Come quando, cogliendo biado o loglio,

li colombi adunati a la pastura,

queti, sanza mostrar l’usato orgoglio,

 

se cosa appare ond’elli abbian paura,

subitamente lasciano star l’esca,

perch’assaliti son da maggior cura;

 

così vid’io quella masnada[22] fresca

lasciar lo canto, e fuggir ver’ la costa,

com’om che va, né sa dove riesca:

 

né la nostra partita fu men tosta.

 

 

[1] La personificazione dell’Aurora si estende anche ai vari colori con cui appaiono le sue guance, cioè (metaforicamente) il cambiamento di colore del cielo mano a mano che l’ora avanza: da bianche e vermiglie a gialle (“rance”, cioè arancioni), per la luce del sole che si fa più forte.

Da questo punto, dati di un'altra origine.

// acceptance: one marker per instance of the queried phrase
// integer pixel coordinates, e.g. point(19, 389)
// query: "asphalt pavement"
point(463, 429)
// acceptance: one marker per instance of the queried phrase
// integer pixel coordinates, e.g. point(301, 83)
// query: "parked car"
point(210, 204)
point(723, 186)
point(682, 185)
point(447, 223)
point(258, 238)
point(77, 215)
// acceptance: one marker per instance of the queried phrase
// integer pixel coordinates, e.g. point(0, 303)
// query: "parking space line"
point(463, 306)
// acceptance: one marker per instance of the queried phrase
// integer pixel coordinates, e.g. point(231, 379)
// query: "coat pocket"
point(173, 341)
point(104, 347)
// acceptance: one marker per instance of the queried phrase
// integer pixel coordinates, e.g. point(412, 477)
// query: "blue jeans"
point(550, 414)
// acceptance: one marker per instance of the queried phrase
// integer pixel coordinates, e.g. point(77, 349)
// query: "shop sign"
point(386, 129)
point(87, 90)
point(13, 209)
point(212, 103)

[2] Forma prepositiva arcaica: vale “lungo, presso”.

[3] Col valore, consueto in Dante, di “velare, offuscare”. La lezione “sorpreso”, oltre che sull’usus scribendi dantesco, è preferibile anche perché difficilior rispetto a “sul presso del mattino”, lezione testimoniata da alcuni codici.

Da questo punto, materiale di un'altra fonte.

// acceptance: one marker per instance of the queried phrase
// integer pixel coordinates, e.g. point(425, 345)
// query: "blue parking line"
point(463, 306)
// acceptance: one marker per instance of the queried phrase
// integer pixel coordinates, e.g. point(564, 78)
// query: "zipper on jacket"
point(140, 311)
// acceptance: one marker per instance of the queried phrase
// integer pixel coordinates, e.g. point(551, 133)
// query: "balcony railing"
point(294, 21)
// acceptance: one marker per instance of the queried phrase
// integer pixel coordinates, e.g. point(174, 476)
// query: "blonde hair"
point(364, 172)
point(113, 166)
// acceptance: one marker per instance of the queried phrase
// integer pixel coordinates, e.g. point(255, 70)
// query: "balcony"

[4] Rara costruzione latineggiante di “domandare” con l’accusativo della persona (lat. poscere aliquem).

[5] Perfetto con epitesi in -o (da “apparì”, come infra “uscìo” da “uscì”).

[6] L’imperfetto “facea” è preferito all’alia lectio “fece” (omogeneo agli altri perfetti) perché indica l’azione durativa: “continuava a tacere”.

[7] Come il latino dum con valore di “finché”.

[8] Vale “nocchiero”, etimologicamente è il marinaio che serve su di una galea.

[9] Equivale al latino fac ut (+ cong.), forma di imperativo attenuato o esortativo.

[10] Usato nel suo valore etimologico di “messaggero” (< greco ánghelos).

[11] Nel suo valore etimologico di “colui che ha ricevuto un compito (officium) da svolgere”, cioè “incaricato”.

[12] Uso latineggiante del singolare (velum) al posto del più regolare “vela”, in realtà originato dal neutro plurale vela (sempre da velum).

[13] Col valore più di “penetrando” che non con quello, normalmente inteso, di “agitando”, anche perché le ali dell’angelo sono ferme e diritte.

[14] Nonostante un aspetto simile ad un perfetto (desinenza -ero) è in realtà un imperfetto: “sedevano”.

[15] Col valore traslato di “inesperta, ignara”.

[16] Chiaro ricordo di Virgilio, Eneide VI, v. 700sg., dove si narra dell’incontro tra Enea e l’ombra della madre.

[17] Col valore del latino verum, nel senso avversativo di “tuttavia”.

[18] Concordanza plurale a senso col singolare “gente”.

[19] Gerundio col valore participiale di “colui che grida”.

[20] Infinito con il valore sostantivale di “indugio, fermata”.

[21] Forma secondaria di “scoglia”, dal latino spolia nel significato di “scorza, scaglia”; da non confondere, ovviamente, con scoglio (< lat. scopulum), cioè “roccia marina”.

[22] Provenzalismo da maisnada (< lat. mansionata < mansio, “casa”), letteralmente “schiera dei servi di casa” e poi semplicemente “schiera”, senza il valore negativo attuale.